A Review of Pain Prevalence in Alzheimer's, Vascular, Frontotemporal and Lewy Body Dementias

Pain in people with dementia is a common problem, and in view of the demographic changes and aging world population, more people can be expected to suffer from both dementia and a painful condition in the near future [1,2,3,4]. The prevalence of pain in people with dementia has been estimated to be approximately 50%, and it has been suggested that the prevalence of pain differs between dementia subtypes [5].

Neuropathological changes differ between dementia subtypes, and these are held responsible for the decline in function as well as for alterations in pain perception [3,5]. For example, pain perception in Alzheimer's disease (AD) may be altered because of a loss of grey matter, which leads to an increased pain tolerance without a change in pain threshold [6,7]. Pain experience in vascular dementia (VaD) may increase because of white matter lesions, while pain experience in frontotemporal dementia (FTD) may decrease because atrophy predominates in the frontal cortex [8]. This area is related to emotional states and motivation, which may explain the frequently reported loss of awareness of pain in people with FTD [9]. Pain perception in dementia with Lewy bodies (DLB) may be altered due to brain damage caused by Lewy bodies and cortical atrophy [10]. As our understanding of the underlying neuropathology has increased, it seems worthwhile to take into account the dementia subtype in the management of pain in people with dementia. However, the prevalence of pain has not been determined systematically for each dementia subtype [8,11].

Our objectives were to determine the prevalence of pain per dementia subtype in published studies that focused specifically on one of the four major dementia subtypes (i.e. AD, VaD, FTD and DLB) in samples from both the community and long-term care facilities (LTCFs) [12]. Because of the differences in neuropathological changes, we hypothesized that the prevalence of pain differs between the four dementia subtypes.

We searched MEDLINE, EMBASE, CINAHL and PsycINFO for articles about patients with a known dementia subtype and pain. Databases were searched from inception until August 2014. The search strategy consisted of a combination of free terms and medical subject headings (e.g. MeSH) relating to pain and the 4 commonest subtypes of dementia (i.e. AD, VaD, FTD and DLB). Articles were screened for dementia subtype and pain in the title or abstract text. Additionally, we identified studies by handsearching reference lists of published literature reviews on pain in dementia and studies that met our inclusion criteria. There were no language restrictions.
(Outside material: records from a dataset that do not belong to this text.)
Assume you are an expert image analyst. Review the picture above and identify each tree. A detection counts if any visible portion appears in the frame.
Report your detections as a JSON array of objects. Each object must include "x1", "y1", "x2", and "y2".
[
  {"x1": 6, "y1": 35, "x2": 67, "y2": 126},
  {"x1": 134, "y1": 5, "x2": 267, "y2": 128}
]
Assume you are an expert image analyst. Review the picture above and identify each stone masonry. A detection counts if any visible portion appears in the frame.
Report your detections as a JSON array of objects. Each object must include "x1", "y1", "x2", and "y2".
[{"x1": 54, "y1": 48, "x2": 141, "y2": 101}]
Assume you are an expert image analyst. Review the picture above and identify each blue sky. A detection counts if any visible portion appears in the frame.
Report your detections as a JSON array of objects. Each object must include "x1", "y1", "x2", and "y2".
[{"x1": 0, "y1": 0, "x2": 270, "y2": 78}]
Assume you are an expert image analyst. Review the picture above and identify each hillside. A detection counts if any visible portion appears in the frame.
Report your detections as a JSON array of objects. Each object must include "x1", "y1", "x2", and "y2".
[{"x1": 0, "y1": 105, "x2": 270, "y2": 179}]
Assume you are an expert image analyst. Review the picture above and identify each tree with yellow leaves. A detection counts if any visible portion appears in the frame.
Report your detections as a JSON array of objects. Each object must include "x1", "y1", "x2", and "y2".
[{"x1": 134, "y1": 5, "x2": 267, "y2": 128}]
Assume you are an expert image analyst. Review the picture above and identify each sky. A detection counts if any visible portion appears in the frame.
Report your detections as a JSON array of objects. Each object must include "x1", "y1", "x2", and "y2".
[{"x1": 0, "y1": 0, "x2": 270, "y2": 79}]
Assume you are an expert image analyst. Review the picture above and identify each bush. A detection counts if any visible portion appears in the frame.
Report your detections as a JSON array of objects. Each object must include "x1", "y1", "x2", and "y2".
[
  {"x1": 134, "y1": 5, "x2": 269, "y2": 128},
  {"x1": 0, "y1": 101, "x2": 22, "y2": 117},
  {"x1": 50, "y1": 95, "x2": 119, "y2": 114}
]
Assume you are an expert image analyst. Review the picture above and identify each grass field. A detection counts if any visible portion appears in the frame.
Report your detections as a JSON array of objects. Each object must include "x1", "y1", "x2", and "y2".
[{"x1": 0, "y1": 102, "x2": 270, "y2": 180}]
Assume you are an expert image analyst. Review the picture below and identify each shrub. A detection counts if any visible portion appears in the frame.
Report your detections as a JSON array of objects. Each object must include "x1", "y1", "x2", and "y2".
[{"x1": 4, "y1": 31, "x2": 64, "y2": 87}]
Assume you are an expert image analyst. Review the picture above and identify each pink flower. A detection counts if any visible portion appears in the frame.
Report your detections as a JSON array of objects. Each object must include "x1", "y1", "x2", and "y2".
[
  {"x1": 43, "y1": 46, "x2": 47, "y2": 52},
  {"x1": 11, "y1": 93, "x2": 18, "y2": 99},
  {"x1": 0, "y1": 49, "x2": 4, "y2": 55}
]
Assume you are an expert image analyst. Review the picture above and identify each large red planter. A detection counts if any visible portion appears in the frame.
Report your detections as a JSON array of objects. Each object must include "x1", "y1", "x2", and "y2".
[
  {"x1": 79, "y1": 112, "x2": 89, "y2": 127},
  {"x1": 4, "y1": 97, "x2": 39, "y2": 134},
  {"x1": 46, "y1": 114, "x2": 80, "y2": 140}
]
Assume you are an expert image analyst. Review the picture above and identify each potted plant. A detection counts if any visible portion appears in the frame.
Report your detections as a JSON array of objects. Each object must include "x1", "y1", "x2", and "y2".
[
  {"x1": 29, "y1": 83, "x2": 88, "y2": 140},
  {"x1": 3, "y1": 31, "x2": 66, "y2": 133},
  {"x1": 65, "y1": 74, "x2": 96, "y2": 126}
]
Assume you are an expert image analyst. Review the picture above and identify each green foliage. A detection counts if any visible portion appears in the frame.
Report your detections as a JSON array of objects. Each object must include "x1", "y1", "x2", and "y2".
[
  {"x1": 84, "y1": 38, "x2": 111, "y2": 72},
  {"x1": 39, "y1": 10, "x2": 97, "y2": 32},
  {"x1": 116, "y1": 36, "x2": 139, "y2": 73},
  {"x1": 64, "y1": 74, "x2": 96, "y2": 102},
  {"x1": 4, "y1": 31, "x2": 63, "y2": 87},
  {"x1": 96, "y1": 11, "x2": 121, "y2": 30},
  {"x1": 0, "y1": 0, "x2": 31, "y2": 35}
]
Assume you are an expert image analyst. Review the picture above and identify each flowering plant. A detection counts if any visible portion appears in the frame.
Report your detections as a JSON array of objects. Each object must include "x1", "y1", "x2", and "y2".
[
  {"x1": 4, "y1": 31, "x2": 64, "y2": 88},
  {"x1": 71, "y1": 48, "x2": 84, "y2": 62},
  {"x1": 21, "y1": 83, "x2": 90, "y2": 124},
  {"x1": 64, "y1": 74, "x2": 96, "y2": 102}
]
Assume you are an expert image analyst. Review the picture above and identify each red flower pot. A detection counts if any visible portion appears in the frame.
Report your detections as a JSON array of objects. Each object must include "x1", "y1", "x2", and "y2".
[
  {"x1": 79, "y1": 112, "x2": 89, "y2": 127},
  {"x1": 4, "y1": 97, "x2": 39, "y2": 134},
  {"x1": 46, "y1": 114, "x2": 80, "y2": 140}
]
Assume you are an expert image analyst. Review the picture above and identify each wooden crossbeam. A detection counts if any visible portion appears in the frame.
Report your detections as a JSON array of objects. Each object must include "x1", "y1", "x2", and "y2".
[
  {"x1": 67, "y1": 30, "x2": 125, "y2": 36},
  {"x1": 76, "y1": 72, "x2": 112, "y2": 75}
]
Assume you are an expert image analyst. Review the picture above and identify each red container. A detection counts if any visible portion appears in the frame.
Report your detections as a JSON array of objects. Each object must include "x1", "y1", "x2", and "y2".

For inclusion, studies had to meet the following criteria: presenting primary data including prevalence of pain in patients with a dementia subtype diagnosis. Studies were independently screened for eligibility on titles and abstract by two reviewers (T.T.B./J.v.K.), and after both reviewers reached consensus, they reviewed the full text of the thus selected papers. Studies that reported pain for both cognitively intact and cognitively impaired patients were included if they reported the results separately to enable data extraction of pain prevalence per dementia subtype. We excluded studies that used pain as an inclusion or exclusion criterion, studies on induced pain (e.g. [13]), case reports or case series. Authors were contacted when studies reported one or more dementia subtypes, but did not display the results of the subtypes separately. Papers were subsequently excluded if the authors were not able to provide the required data or did not respond to our request.

Two reviewers independently extracted data on study design, setting, population, dementia subtype, prevalence of pain and measurement instruments. For one study, published in Spanish, data was extracted by only one reviewer, who had knowledge of the Spanish language.

We assessed the external and internal validity of the study findings using the Methodological Evaluation of Observational Research (MORE) checklist, which was adapted to the specific research question [14]. External validity is defined as the extent to which the results of a study can be generalized to the target population. For this study, the checklist comprised the following questions:

• Was the sampling frame a close representation of the target population?

• Was an appropriate case definition used for dementia (subtype)?

• Was dementia stage measured in the target population?

• Was some form of random selection used to select the sample?

• Was the likelihood of nonresponse bias minimal?

Internal validity is defined as the possible amount of error in measuring the conditions and was addressed by the following question:

• Was an acceptable pain assessment tool used for the assessment of pain?

For each criterion, three options were possible: ‘+' = low risk of bias, ‘-' = possible risk of bias or ‘?' = risk of bias unclear (due to poor reporting). Each study was rated independently by two reviewers. A total score was calculated as the sum of the individual criteria using a score of ‘1' for low risk of bias and a score of ‘0' for possible or unclear risk of bias. Scores for the criterion ‘nonreponse' were only reported in two studies; therefore, we decided to exclude this criterion from the total score. We independently extracted information and scores for validity, and all discrepancies were resolved by consensus. We qualitatively evaluated individual studies for similarities and differences in study design and results.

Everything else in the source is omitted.